Beginner AI Dataset Generator using OpenAI + LangChain in n8n

Go to Workflow
16 views
Built by Robert Breen Robert Breen
Created on June 06, 2026

Description

This n8n workflow dynamically generates a realistic sample dataset based on a single topic you provide. It uses OpenAI (via LangChain) and n8n’s built-in nodes to:

Generate structured JSON data for 5 columns with 3–5 values each
Flatten that data into a single text blob
Infer meaningful column names via a second AI call
Pivot, split, merge, and rename columns automatically
Output a clean, labeled dataset ready for export or further processing

⚙️ Prerequisites

OpenAI API Key
Visit: https://platform.openai.com/account/api-keys
Create a new key
In n8n: Credentials → New → OpenAI API, paste key, name it “OpenAi account”
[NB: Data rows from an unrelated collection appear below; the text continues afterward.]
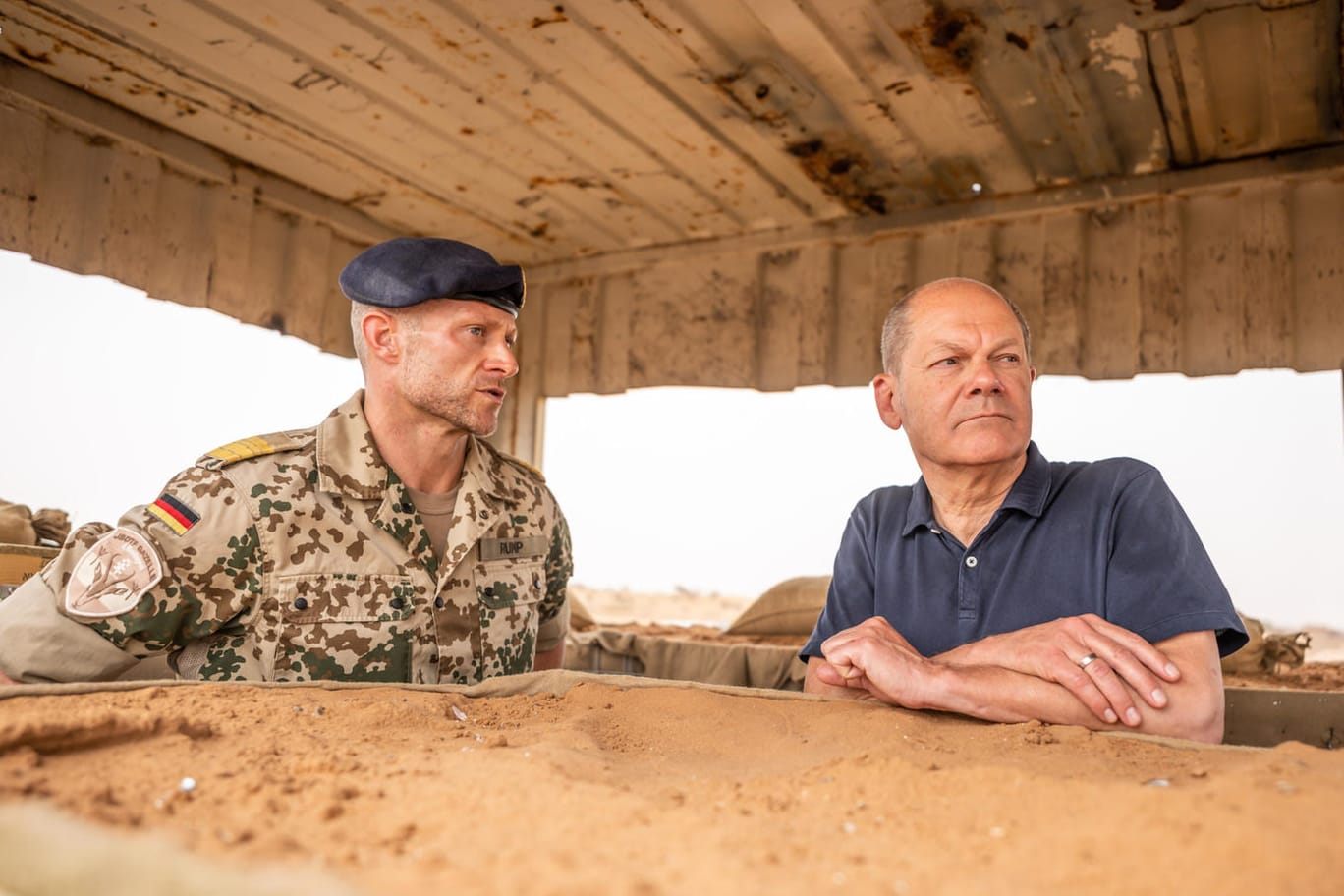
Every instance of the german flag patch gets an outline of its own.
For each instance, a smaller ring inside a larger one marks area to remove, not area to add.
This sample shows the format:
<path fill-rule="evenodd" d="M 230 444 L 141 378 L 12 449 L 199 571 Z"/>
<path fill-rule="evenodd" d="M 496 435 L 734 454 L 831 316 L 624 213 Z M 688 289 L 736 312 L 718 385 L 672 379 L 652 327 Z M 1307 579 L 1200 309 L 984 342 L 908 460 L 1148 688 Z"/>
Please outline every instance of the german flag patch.
<path fill-rule="evenodd" d="M 199 513 L 167 492 L 160 494 L 159 500 L 146 509 L 177 535 L 183 535 L 187 529 L 200 523 Z"/>

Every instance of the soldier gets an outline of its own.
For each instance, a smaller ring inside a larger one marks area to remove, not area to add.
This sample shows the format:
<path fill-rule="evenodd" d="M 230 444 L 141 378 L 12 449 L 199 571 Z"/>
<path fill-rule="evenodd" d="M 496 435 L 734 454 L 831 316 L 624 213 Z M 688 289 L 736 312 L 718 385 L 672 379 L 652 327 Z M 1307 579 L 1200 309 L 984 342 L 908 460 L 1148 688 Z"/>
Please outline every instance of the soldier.
<path fill-rule="evenodd" d="M 570 533 L 492 434 L 523 273 L 394 239 L 340 275 L 364 390 L 226 445 L 117 528 L 81 527 L 0 602 L 0 682 L 454 682 L 562 665 Z"/>

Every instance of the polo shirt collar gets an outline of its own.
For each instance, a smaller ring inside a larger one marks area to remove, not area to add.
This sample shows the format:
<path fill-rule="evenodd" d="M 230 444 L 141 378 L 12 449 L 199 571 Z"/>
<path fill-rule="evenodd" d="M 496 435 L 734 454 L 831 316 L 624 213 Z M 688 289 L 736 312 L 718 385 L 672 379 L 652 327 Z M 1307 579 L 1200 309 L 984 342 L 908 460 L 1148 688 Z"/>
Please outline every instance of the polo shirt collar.
<path fill-rule="evenodd" d="M 999 505 L 995 514 L 1003 510 L 1021 510 L 1028 516 L 1039 517 L 1046 510 L 1046 501 L 1050 500 L 1050 461 L 1036 447 L 1035 442 L 1027 443 L 1027 465 L 1017 474 L 1017 481 L 1008 490 L 1008 497 Z M 923 477 L 914 484 L 910 490 L 910 506 L 906 509 L 906 524 L 900 529 L 902 536 L 907 536 L 919 527 L 937 529 L 938 520 L 933 516 L 933 496 Z"/>

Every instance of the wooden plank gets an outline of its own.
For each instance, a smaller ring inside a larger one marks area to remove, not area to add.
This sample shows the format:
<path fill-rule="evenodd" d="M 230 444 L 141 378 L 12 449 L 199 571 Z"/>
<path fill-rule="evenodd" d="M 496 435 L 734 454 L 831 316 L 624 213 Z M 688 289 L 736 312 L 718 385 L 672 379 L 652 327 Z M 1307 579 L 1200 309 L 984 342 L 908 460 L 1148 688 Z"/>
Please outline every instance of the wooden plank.
<path fill-rule="evenodd" d="M 1275 747 L 1296 740 L 1325 750 L 1344 746 L 1344 693 L 1339 692 L 1227 688 L 1224 716 L 1224 744 Z"/>
<path fill-rule="evenodd" d="M 1046 302 L 1042 292 L 1046 251 L 1044 222 L 1040 218 L 1005 222 L 999 227 L 999 282 L 993 283 L 1009 297 L 1027 318 L 1027 325 L 1036 334 L 1032 341 L 1032 356 L 1047 351 L 1039 339 L 1044 326 Z"/>
<path fill-rule="evenodd" d="M 757 386 L 757 257 L 634 273 L 630 387 Z"/>
<path fill-rule="evenodd" d="M 915 236 L 915 286 L 957 277 L 957 228 L 937 227 Z"/>
<path fill-rule="evenodd" d="M 1181 369 L 1184 269 L 1177 197 L 1138 203 L 1138 372 Z"/>
<path fill-rule="evenodd" d="M 831 243 L 805 246 L 798 254 L 798 377 L 797 386 L 827 382 L 831 334 L 835 330 L 836 249 Z"/>
<path fill-rule="evenodd" d="M 0 102 L 0 247 L 32 253 L 32 215 L 47 144 L 46 116 Z"/>
<path fill-rule="evenodd" d="M 720 4 L 716 12 L 732 11 L 732 5 Z M 750 227 L 841 215 L 843 207 L 804 173 L 797 160 L 780 152 L 778 134 L 758 128 L 750 110 L 724 95 L 726 79 L 742 60 L 723 36 L 726 26 L 719 15 L 712 31 L 704 23 L 681 3 L 606 4 L 602 19 L 585 28 L 590 35 L 605 35 L 602 55 L 622 56 L 640 77 L 622 75 L 613 82 L 617 70 L 603 71 L 606 89 L 585 89 L 585 95 L 620 110 L 628 129 L 659 134 L 659 145 L 679 176 L 710 184 L 728 197 Z M 546 38 L 540 32 L 535 36 Z M 543 47 L 532 51 L 540 60 L 547 58 Z M 688 66 L 710 77 L 687 77 Z M 761 181 L 773 189 L 759 189 Z"/>
<path fill-rule="evenodd" d="M 324 352 L 351 357 L 355 353 L 353 333 L 349 325 L 349 300 L 340 292 L 340 273 L 355 255 L 367 249 L 362 243 L 333 235 L 327 253 L 327 302 L 323 313 L 323 337 L 317 343 Z"/>
<path fill-rule="evenodd" d="M 882 371 L 882 324 L 875 310 L 887 298 L 878 282 L 878 246 L 862 240 L 836 249 L 835 326 L 831 334 L 832 386 L 860 386 Z M 880 316 L 886 316 L 882 308 Z"/>
<path fill-rule="evenodd" d="M 149 269 L 145 292 L 181 305 L 206 305 L 215 249 L 210 210 L 222 187 L 165 169 L 155 201 L 160 247 Z"/>
<path fill-rule="evenodd" d="M 208 191 L 210 206 L 202 215 L 212 235 L 210 257 L 210 306 L 226 309 L 247 306 L 251 289 L 253 222 L 258 215 L 255 188 L 243 181 Z"/>
<path fill-rule="evenodd" d="M 1082 298 L 1086 274 L 1085 218 L 1047 215 L 1040 262 L 1040 326 L 1035 348 L 1040 373 L 1075 375 L 1082 351 Z"/>
<path fill-rule="evenodd" d="M 757 382 L 765 392 L 786 391 L 798 384 L 802 348 L 802 247 L 765 253 L 757 283 Z"/>
<path fill-rule="evenodd" d="M 519 373 L 505 384 L 508 398 L 500 414 L 500 429 L 491 439 L 500 450 L 538 467 L 543 461 L 546 400 L 542 380 L 546 375 L 547 300 L 544 289 L 528 289 L 517 316 L 519 336 L 513 344 Z"/>
<path fill-rule="evenodd" d="M 1134 210 L 1087 212 L 1087 282 L 1079 372 L 1128 379 L 1138 364 L 1138 231 Z"/>
<path fill-rule="evenodd" d="M 1241 191 L 1245 367 L 1293 363 L 1292 193 L 1282 180 L 1247 184 Z"/>
<path fill-rule="evenodd" d="M 630 296 L 634 278 L 602 278 L 597 312 L 597 369 L 593 390 L 601 395 L 624 392 L 630 382 Z"/>
<path fill-rule="evenodd" d="M 570 391 L 597 387 L 597 314 L 602 278 L 581 281 L 570 305 Z"/>
<path fill-rule="evenodd" d="M 321 344 L 323 322 L 331 302 L 333 282 L 327 279 L 332 231 L 306 218 L 294 220 L 281 271 L 280 296 L 276 301 L 282 333 Z"/>
<path fill-rule="evenodd" d="M 1187 373 L 1235 373 L 1246 333 L 1245 265 L 1239 191 L 1191 196 L 1183 203 L 1185 306 L 1181 357 Z"/>
<path fill-rule="evenodd" d="M 594 148 L 606 145 L 614 152 L 610 132 L 591 133 L 594 128 L 582 116 L 575 118 L 581 111 L 577 107 L 554 116 L 530 114 L 536 109 L 536 94 L 547 91 L 548 78 L 536 78 L 526 87 L 527 103 L 517 103 L 516 93 L 507 103 L 477 102 L 501 81 L 513 81 L 509 89 L 516 91 L 520 71 L 511 60 L 501 66 L 493 54 L 444 52 L 444 32 L 458 40 L 478 40 L 476 23 L 456 19 L 435 4 L 410 4 L 410 11 L 363 4 L 356 7 L 358 15 L 340 15 L 314 0 L 290 0 L 284 7 L 239 0 L 231 7 L 245 21 L 266 20 L 266 34 L 285 35 L 285 52 L 271 54 L 265 64 L 273 79 L 271 94 L 276 83 L 294 86 L 289 91 L 293 101 L 285 106 L 289 114 L 327 105 L 335 118 L 324 122 L 328 133 L 347 122 L 363 130 L 366 145 L 395 145 L 398 161 L 403 156 L 407 163 L 441 159 L 452 160 L 456 171 L 488 171 L 489 177 L 462 176 L 458 183 L 466 189 L 460 192 L 488 210 L 507 210 L 523 228 L 558 230 L 547 230 L 551 240 L 590 231 L 601 234 L 589 244 L 597 249 L 622 246 L 632 234 L 656 242 L 683 235 L 668 226 L 660 210 L 632 203 L 622 184 L 609 183 L 605 171 L 583 164 L 582 156 L 566 152 L 550 137 L 552 130 L 566 130 L 594 140 Z M 376 24 L 371 28 L 370 23 Z M 586 157 L 601 153 L 589 152 Z M 646 157 L 614 164 L 633 171 L 649 167 Z M 430 184 L 417 168 L 406 164 L 422 187 L 442 191 L 442 183 Z M 409 177 L 410 183 L 415 179 Z M 708 210 L 702 203 L 703 211 Z"/>
<path fill-rule="evenodd" d="M 1340 107 L 1340 5 L 1312 3 L 1266 12 L 1265 31 L 1274 74 L 1258 74 L 1269 91 L 1275 144 L 1298 146 L 1321 142 L 1322 136 L 1337 140 L 1337 120 L 1333 114 L 1322 118 L 1322 111 Z M 1327 91 L 1332 95 L 1322 103 Z"/>
<path fill-rule="evenodd" d="M 1344 367 L 1344 181 L 1302 183 L 1293 192 L 1296 302 L 1293 368 Z"/>
<path fill-rule="evenodd" d="M 99 273 L 137 289 L 145 289 L 159 255 L 157 234 L 164 224 L 156 216 L 161 175 L 159 159 L 124 146 L 114 150 Z"/>
<path fill-rule="evenodd" d="M 218 146 L 261 169 L 308 184 L 339 201 L 376 206 L 379 218 L 396 230 L 452 227 L 472 239 L 500 240 L 503 236 L 519 246 L 531 242 L 489 207 L 469 203 L 460 195 L 431 195 L 414 172 L 390 173 L 370 165 L 348 149 L 348 137 L 359 137 L 360 132 L 329 133 L 327 128 L 333 118 L 313 111 L 312 106 L 300 110 L 302 118 L 296 125 L 263 113 L 267 105 L 263 93 L 218 79 L 234 89 L 227 93 L 211 85 L 208 78 L 184 74 L 215 60 L 222 70 L 243 81 L 258 78 L 259 73 L 238 64 L 238 50 L 258 42 L 237 28 L 227 31 L 222 23 L 206 35 L 199 34 L 199 28 L 184 31 L 177 27 L 176 17 L 161 16 L 164 11 L 160 4 L 153 9 L 138 5 L 109 16 L 97 8 L 81 8 L 78 20 L 89 27 L 71 28 L 58 13 L 32 5 L 16 7 L 4 21 L 5 40 L 0 42 L 0 50 L 13 42 L 34 54 L 59 59 L 60 78 L 83 85 L 89 94 Z M 203 13 L 187 8 L 183 15 L 199 20 Z M 103 35 L 121 35 L 121 39 Z M 210 43 L 220 38 L 227 43 Z M 132 48 L 136 43 L 155 55 Z"/>
<path fill-rule="evenodd" d="M 47 132 L 32 219 L 32 258 L 75 274 L 102 270 L 113 153 L 105 140 L 54 125 Z"/>
<path fill-rule="evenodd" d="M 929 21 L 937 11 L 925 3 L 856 7 L 844 17 L 851 51 L 870 82 L 882 86 L 883 114 L 914 144 L 913 175 L 926 196 L 965 199 L 976 181 L 1005 193 L 1030 191 L 1031 172 L 985 102 L 992 86 L 961 70 L 952 47 L 934 44 L 938 28 L 930 30 Z M 892 148 L 887 152 L 899 159 Z"/>
<path fill-rule="evenodd" d="M 993 286 L 999 277 L 999 228 L 993 223 L 957 228 L 957 277 Z"/>
<path fill-rule="evenodd" d="M 543 395 L 569 395 L 571 388 L 570 360 L 574 356 L 573 320 L 578 306 L 578 294 L 591 279 L 571 279 L 559 283 L 546 283 L 546 351 L 542 375 Z"/>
LangChain nodes enabled in your n8n instance

🥇 Step 1: Set Up OpenAI Credential
Go to OpenAI API Keys
Create and copy your key
In n8n: Credentials → New → OpenAI API → paste key as “OpenAi account”

🥈 Step 2: Manual Trigger
Add Manual Trigger to start the workflow

🥉 Step 3: Set Topic
Add a Set node named Set Topic to Search
Field: Topic = n8n use cases (or any topic you choose)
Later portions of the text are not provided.